My guest today, Larry Feign, (aka. M.D. Whalen) writes for both children and adults and has had a fascinating career which has encompassed writing, illustrating, publishing, and more. Among other things, he authored a political and lifestyle comic strip for many years for a prominent Hong Kong publication. His work has been featured in Time Magazine, no less. But that’s not exactly what I brought him here to talk about today. I brought him here to talk about his children’s books. And, spoiler alert–you’re gonna laugh.

Larry Feign writes for kids under the pen name M.D. Whalen. When I asked to interview him on Rosco’s blog, he immediately agreed but was polite enough to give me an out if I wanted one, saying that his books aren’t for everyone, that they might offend the sensibilities of some readers and that he didn’t want to put me in an awkward position. But I assured him what matters to me is that his books make kids want to read. I didn’t care what they were about (within reason, of course), if they accomplished that. And I told him my readers and I are a polite, tolerant bunch, anyway. I told him we’d all be fine with something different.

Of course, I can’t speak for everyone, but if you’re willing to tolerate a few fart jokes, read on to meet the author of The Fantastic Flatulent Fart Brothers series. And be prepared for a chuckle.

Larry Feign (M.D. Whalen)

Q. Welcome, Larry, or Mr. Whalen, in this case. Would you tell us a little bit about yourself and your books?

A. Thanks Shana. I’d be happy to.

When I was five years old, my mother announced that I was going to be a doctor, but she turned me into a writer instead. She bought me book after book about great medical heroes: Albert Schweitzer, Florence Nightingale, you name it. I fell in love with them—not the doctors and nurses, but the stories and illustrations. I became hungry for narratives of all kinds, not just to read but also to write. I was always the kid in the back of the class scribbling cartoons instead of looking at the teacher. At home, every day I wrote stories, histories, cartoons, even a chess instruction manual.
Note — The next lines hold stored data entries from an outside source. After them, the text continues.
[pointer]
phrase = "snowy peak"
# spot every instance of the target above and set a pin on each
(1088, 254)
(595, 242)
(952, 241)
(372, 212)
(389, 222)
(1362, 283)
And I never stopped.

My career began by drawing cats day and night for a Hollywood animation studio, then by strange luck I ended up writing and drawing comic strips in Hong Kong for 16 years. Since then I have directed animation for Disney, Cartoon Network, and others, and published twenty books of cartoons and satire.

But meanwhile, deep inside, I’m still that five-year-old with the same naughty glint in my eye. I’ve always related better to kids than to grumpy old adults, so it was about time that I started writing books for children. And that’s what I do now.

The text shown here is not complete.